# My butler " Grimsbee"



## Mad Mad Mark (Jan 1, 2010)

Hi all, Here is my latest creation....Grimsbee, my creepy butler is finished at last. Grimsbee will stand by the door with his serving tray full of treats for the Trick or Treaters. (any brave enough to make it to the door...Muh ha ha haaa!)


----------



## fick209 (Aug 31, 2009)

Grimsbee is one creepy looking butler with a very nice set of teeth I like him, you did a fantastic job!


----------



## bobzilla (Nov 13, 2008)

Great job !


----------



## RoxyBlue (Oct 6, 2008)

I love this guy's face


----------



## The Watcher (Sep 13, 2008)

Very nice, that face is cool. Looks like he is loaded.


----------



## SKAustin (Dec 12, 2009)

Nice Work. He ought to bring about some hesitation in approaching your candy bowl.


----------



## IMU (Apr 8, 2009)

Very nice!


----------



## kprimm (Mar 14, 2009)

Great, he does look like the butler did it, or is going to do it anyways.


----------



## scarymovie (Feb 14, 2010)

I like him for a second there I thought you bought him good job you put in some great detail!


----------



## morbidmike (Sep 11, 2009)

very nice job I'd like to have tea whit him


----------



## Joiseygal (Sep 3, 2008)

He is creepy! The tots might think twice about getting candy. The body on your prop looks very realistic too.


----------



## Mad Mad Mark (Jan 1, 2010)

Thank you all for your kind comments! (I didn't know till now I should have him in the "show room" of the forum...oops!) I an now working on a skelly ground breaker, and then another "Big" project....Lizzy Borden!

However, I,m having trouble finding period clothing for her.


----------



## ScreamingScarecrow (Oct 1, 2008)

Wow he's your classic creepy bulter! Great Job.


----------



## DeathTouch (Sep 6, 2005)

I have a cold one please.


----------



## abner135 (May 31, 2009)

Great job, Good looking and creepy


----------



## MorbidMariah (Mar 28, 2009)

He's wonderful! Great work!


----------



## STOLLOWEEN (Apr 13, 2008)

Nice work...my first thought is he reminded me of Delbert Grady in "The Shining."

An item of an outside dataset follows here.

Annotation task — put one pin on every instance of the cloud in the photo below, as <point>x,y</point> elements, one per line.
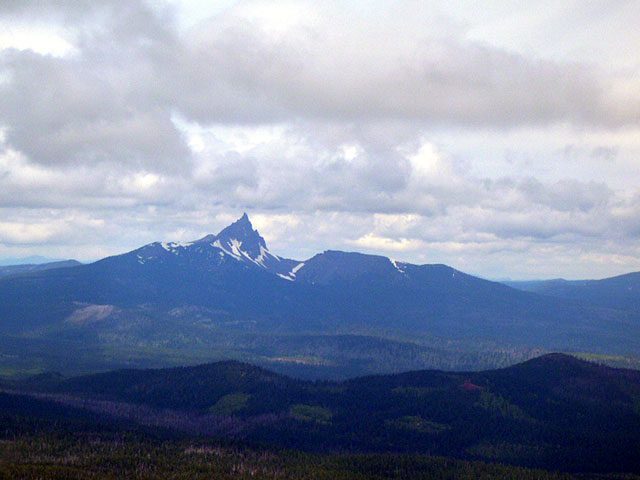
<point>396,127</point>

http://unrealitymag.com/wp-content/uploads/2009/07/2775943-1.jpg


----------



## Zurgh (Dec 21, 2009)

He has a bit of a psychotic-happy grin going on. I like it!


----------



## Toktorill (Sep 15, 2007)

He gives me the heebie-jeebies!!! A dark room, some colored spotlights... he'll be downright freaky!

Thanks for sharing!!!!


----------